Il danno derivante dalla violazione delle norme sulle distanze nelle costruzioni è “in re ipsa”, una volta dimostrato il fatto obiettivo della violazione, non occorre un’autonoma e specifica prova del pregiudizio sofferto, che può essere valutato dal giudice equitativamente a norma dell’art. 1226 c.c. , ove risulti la difficoltà di una sua precisa determinazione in relazione alla peculiarità del fatto dannoso.

Cassazione civile Sez. II, 7/9/2016, n. 17695

…omissis…

Con il primo motivo il ricorrente principale denuncia la “violazione degli artt. 907 e 1120 c.c. , per avere la corte d’appello ritenuto illegittima la tettoia in relazione al mancato rispetto delle distanze legali e alla lesione del decoro architettonico dell’edificio ( art. 360 c.p.c. , n. 3)” (così ricorso principale, pag. 27).

Deduce che, contrariamente all’assunto della corte di merito e conformemente agli esiti, rettamente intesi, della c.t.u., la tettoia oggetto della controversia “non può essere considerata una costruzione” (così ricorso principale, pag. 27) ai fini di cui all’art. 907 c.c. ; che, invero, la tettoia è “priva del carattere di stabilità, non costituisce un manufatto capace di incidere negativamente sull’esercizio del diritto di veduta, non comportando, quindi, alcun ostacolo alla fruizione di aria e luce nella zona di rispetto” (così ricorso principale, pag. 29).

Deduce che, d’altra parte, la tettoia non rileva ai sensi dell’art. 1120 c.c. , comma 2, atteso che siffatta disposizione “riguarda esclusivamente le innovazioni realizzate nelle parti comuni dell’edificio, mentre la tettoia è stata realizzata nel terrazzo di proprietà esclusiva del ricorrente” (così ricorso principale, pag. 29); che, al contempo, non sussiste lesione del decoro architettonico dell’edificio, “come dimostrato dalle fotografie allegate nel giudizio di primo grado (…) e (…) tenuto anche conto della ben visibile biancheria dei condomini stesa sui relativi fili sporgenti e delle numerose macchine dei condizionatori” (così ricorso principale, pag. 30); che, in ogni caso, la rimozione della tettoia era da dispone unicamente nei limiti in cui lede il decoro architettonico, siccome del resto in via subordinata le stesse controparti avevano richiesto.

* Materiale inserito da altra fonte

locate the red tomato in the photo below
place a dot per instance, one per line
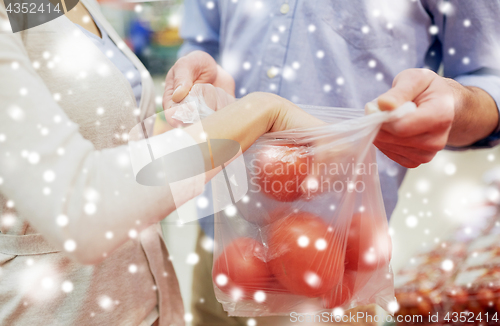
(368, 244)
(342, 293)
(282, 169)
(305, 254)
(240, 270)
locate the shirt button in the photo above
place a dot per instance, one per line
(284, 8)
(272, 72)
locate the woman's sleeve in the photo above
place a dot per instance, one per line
(82, 200)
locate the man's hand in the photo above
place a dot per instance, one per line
(447, 113)
(197, 67)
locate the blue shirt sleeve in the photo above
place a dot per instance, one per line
(200, 27)
(469, 33)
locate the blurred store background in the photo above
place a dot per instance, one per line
(456, 191)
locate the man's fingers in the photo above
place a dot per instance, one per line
(410, 154)
(406, 87)
(430, 141)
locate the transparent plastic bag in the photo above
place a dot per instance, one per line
(311, 233)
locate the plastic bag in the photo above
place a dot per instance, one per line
(311, 233)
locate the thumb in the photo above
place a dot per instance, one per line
(407, 85)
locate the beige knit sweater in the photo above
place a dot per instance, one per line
(79, 241)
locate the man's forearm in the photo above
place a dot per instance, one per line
(476, 116)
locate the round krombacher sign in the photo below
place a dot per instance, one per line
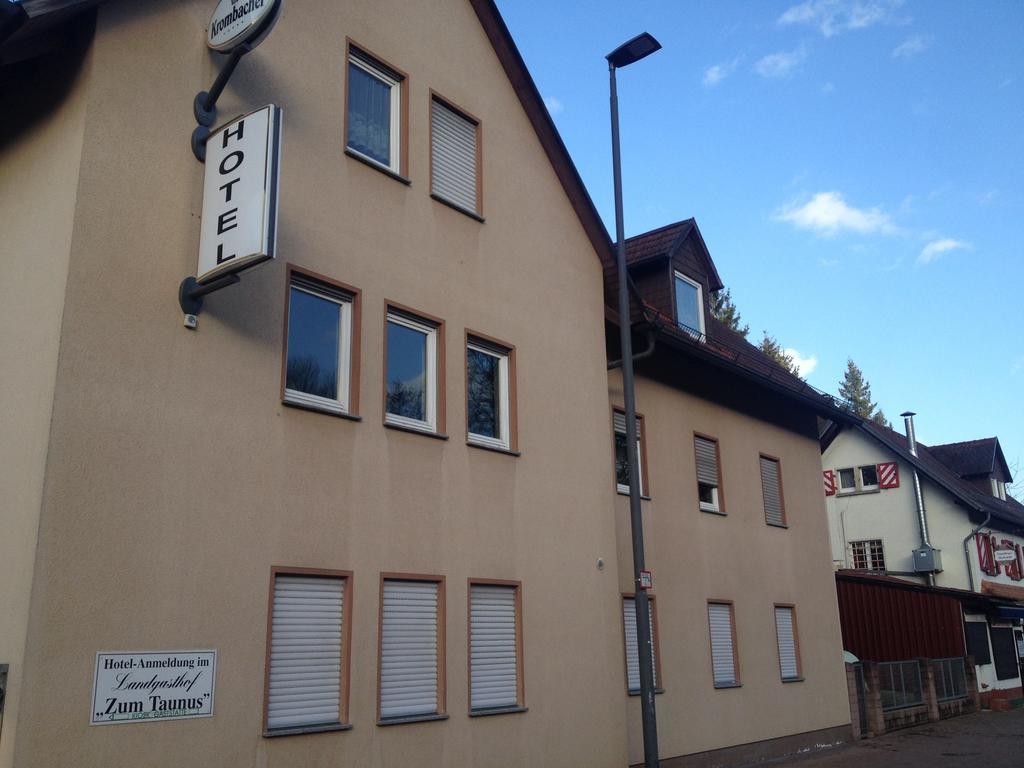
(238, 22)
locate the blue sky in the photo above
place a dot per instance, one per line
(855, 168)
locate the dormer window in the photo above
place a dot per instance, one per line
(689, 306)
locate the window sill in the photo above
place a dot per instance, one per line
(412, 719)
(459, 208)
(495, 449)
(307, 729)
(377, 166)
(414, 430)
(321, 410)
(497, 711)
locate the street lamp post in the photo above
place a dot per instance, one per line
(630, 51)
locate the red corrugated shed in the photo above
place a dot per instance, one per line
(884, 622)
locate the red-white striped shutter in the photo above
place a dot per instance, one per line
(888, 474)
(829, 478)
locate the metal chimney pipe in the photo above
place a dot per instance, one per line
(919, 498)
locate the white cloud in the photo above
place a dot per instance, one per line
(717, 73)
(780, 65)
(938, 247)
(910, 47)
(805, 365)
(553, 104)
(835, 16)
(827, 213)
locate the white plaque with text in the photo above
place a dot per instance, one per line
(136, 687)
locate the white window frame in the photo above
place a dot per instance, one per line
(430, 424)
(340, 404)
(504, 407)
(367, 64)
(699, 288)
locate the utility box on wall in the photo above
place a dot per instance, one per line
(927, 560)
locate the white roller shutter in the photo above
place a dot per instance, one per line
(772, 492)
(494, 668)
(454, 172)
(409, 648)
(786, 643)
(707, 456)
(632, 649)
(305, 651)
(722, 652)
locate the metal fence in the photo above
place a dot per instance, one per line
(899, 684)
(950, 680)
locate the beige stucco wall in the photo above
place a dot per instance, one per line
(696, 556)
(38, 189)
(176, 478)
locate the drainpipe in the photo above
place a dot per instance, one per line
(922, 514)
(967, 555)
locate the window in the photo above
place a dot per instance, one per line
(689, 305)
(489, 374)
(709, 474)
(308, 640)
(867, 555)
(771, 488)
(455, 157)
(374, 120)
(414, 348)
(322, 337)
(412, 642)
(495, 647)
(724, 658)
(788, 643)
(622, 461)
(632, 647)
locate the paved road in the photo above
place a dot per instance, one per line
(984, 738)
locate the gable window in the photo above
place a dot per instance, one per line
(412, 648)
(709, 474)
(308, 637)
(867, 555)
(622, 460)
(788, 643)
(689, 305)
(632, 648)
(414, 347)
(489, 374)
(495, 647)
(771, 489)
(321, 335)
(374, 116)
(724, 658)
(455, 157)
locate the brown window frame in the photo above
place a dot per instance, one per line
(426, 320)
(520, 705)
(468, 116)
(659, 683)
(513, 426)
(735, 645)
(354, 347)
(781, 491)
(440, 581)
(346, 650)
(402, 172)
(796, 644)
(718, 462)
(642, 439)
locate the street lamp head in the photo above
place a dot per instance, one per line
(633, 50)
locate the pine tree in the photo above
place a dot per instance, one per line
(725, 312)
(770, 346)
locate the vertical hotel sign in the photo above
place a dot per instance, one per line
(135, 687)
(240, 195)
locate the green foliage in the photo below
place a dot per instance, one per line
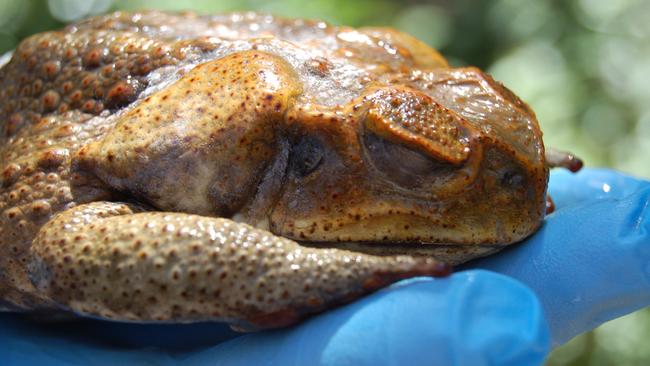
(584, 67)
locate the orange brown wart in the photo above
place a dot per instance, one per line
(248, 168)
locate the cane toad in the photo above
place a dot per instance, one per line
(248, 168)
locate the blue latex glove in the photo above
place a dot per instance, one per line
(588, 264)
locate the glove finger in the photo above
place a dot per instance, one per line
(570, 189)
(588, 264)
(470, 318)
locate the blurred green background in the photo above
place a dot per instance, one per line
(583, 65)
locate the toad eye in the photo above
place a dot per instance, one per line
(306, 156)
(405, 166)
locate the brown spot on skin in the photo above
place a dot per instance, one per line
(121, 93)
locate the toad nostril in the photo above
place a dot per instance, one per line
(511, 179)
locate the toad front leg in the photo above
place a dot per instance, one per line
(115, 261)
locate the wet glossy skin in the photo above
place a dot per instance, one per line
(332, 137)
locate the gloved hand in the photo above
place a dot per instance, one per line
(588, 264)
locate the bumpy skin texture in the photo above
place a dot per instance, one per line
(319, 136)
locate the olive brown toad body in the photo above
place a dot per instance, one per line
(247, 168)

Il motivo non merita seguito.

Si premette che il motivo de quo si qualifica in relazione alla previsione del n. 5) dell’art. 360 c.p.c. , comma 1 (si condivide, dunque, la prospettazione dei controricorrenti secondo cui si tratta di “pure e semplici contestazioni in ordine a valutazioni di merito”: così controricorso, pag. 5).

Occorre tener conto, da un lato, che C.P. col motivo in disamina censura sostanzialmente il giudizio di fatto cui la corte distrettuale ha atteso (“la Corte d’Appello è incorsa nell’errore di ritenere (…) che la tettoia esistente nel terrazzo dell’appartamento del ricorrente costituisca una costruzione o un’opera ad essa equiparabile” così ricorso, pag. 27; “altro errore consiste nell’aver ritenuto cha la tettoia costituisca innovazione che (…) lede il decoro architettonico (…)”: così ricorso, pag. 29).

Occorre tener conto, dall’altro, che è propriamente il motivo di ricorso ex art. 360 c.p.c. , comma 1, n. 5), che concerne l’accertamento e la valutazione dei fatti rilevanti ai fini della decisione della controversia (cfr. Cass. sez. un. 25.11.2008, n. 28054; cfr. Cass. 11.8.2004, n. 15499).

Si premette, ulteriormente, che, in ossequio al canone di cosiddetta “autosufficienza” del ricorso per cassazione (cfr. Cass. sez. lav. 4.3.2014, n. 4980), quale positivamente sancito all’art. 366 c.p.c. , comma 1, n. 6), ben avrebbe dovuto il ricorrente, onde consentire a questa Corte il compiuto riscontro, il compiuto vaglio dei suoi assunti, riprodurre più o meno integralmente nel corpo del ricorso il testo della relazione di consulenza tecnica d’ufficio e non limitarsi a parafrasarne singoli stralci.

E ciò tanto più giacchè, per un verso, il ricorrente ha assunto che “l’errata interpretazione della Corte d’Appello nasce da una sbagliata lettura della relazione di consulenza tecnica d’ufficio” (così ricorso, pag. 28) e giacchè, per altro verso, il controricorrente ha dedotto che le valutazioni della corte distrettuale sono “largamente confortate dalle risultanze della C.T.U.” (così controricorso, pag. 5).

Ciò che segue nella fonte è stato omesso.